8. Juwels Booster Module (Germany – 44,120.0 teraFLOPS)
JEWELS isn’t a store-bought computer. However, being one of Germany’s top research institutions. It runs on a 449,280-core AMD EPYC 7402 CPU.
Mellanox HDR Infiniband/ParTec ParaStation ClusterSuite is used to connect the cores. In the Linpack performance benchmark, it earned a score of 44,120 TFlop/s.
It is manufactured by Atos and installed in the Juelich Forschungszentrum in Germany. It’s Europe’s most powerful supercomputer for particle and nuclear physics research.

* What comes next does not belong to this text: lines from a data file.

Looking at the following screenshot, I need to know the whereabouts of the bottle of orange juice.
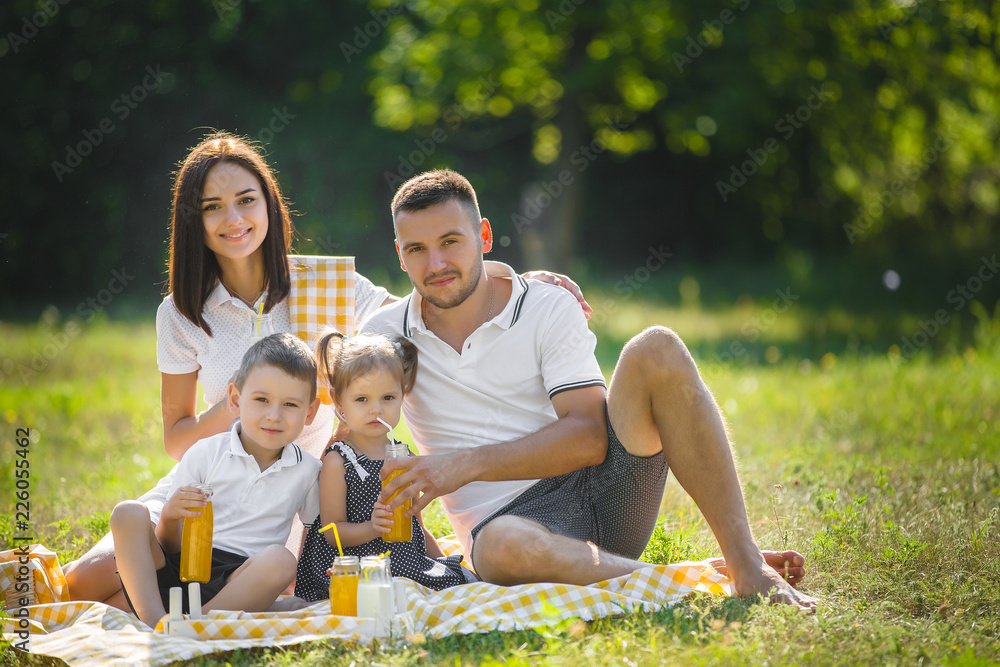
[382,442,413,542]
[181,484,214,584]
[330,556,361,616]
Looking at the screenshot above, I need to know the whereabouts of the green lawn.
[0,293,1000,665]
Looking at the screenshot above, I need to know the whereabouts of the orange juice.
[330,556,360,616]
[181,489,213,584]
[382,470,413,542]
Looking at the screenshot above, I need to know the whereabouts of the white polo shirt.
[361,264,605,554]
[167,420,322,557]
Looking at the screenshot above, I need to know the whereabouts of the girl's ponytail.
[392,338,417,395]
[316,331,344,398]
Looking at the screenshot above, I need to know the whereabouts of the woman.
[64,132,590,610]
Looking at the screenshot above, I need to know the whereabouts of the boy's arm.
[156,486,208,554]
[319,452,389,547]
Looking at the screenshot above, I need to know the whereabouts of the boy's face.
[229,364,319,455]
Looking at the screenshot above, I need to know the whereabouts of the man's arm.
[379,386,608,516]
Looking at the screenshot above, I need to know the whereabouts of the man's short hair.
[392,169,483,227]
[234,333,316,402]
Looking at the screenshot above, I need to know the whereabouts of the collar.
[225,419,302,470]
[403,262,528,337]
[205,280,267,312]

The JEWELS cluster is in great demand even though it is yet incomplete. According to JSC, eighty-seven projects have been assigned computing time on the machine, which is scheduled for the next three months.
Targeted applications cover a wide range of scientific and engineering disciplines, emphasizing brain research. For example, JUWELs is one of the primary computational resources for the EU’s Human Brain Project in the coming years, thanks to JSC’s expertise in this field.
Complex simulations with a vast number of variables are done on supercomputers. Economic and climate modeling, neurological research, and nuclear science are all examples of typical applications.
Although it appears that the United States, Japan, and China have a grip on supercomputing technology, this is not always the case. Germany, the United Kingdom, and Saudi Arabia are also rivals with amazing breakthroughs in computer engineering. Only time will tell if these technological behemoths can maintain their grip on the top 500 rankings.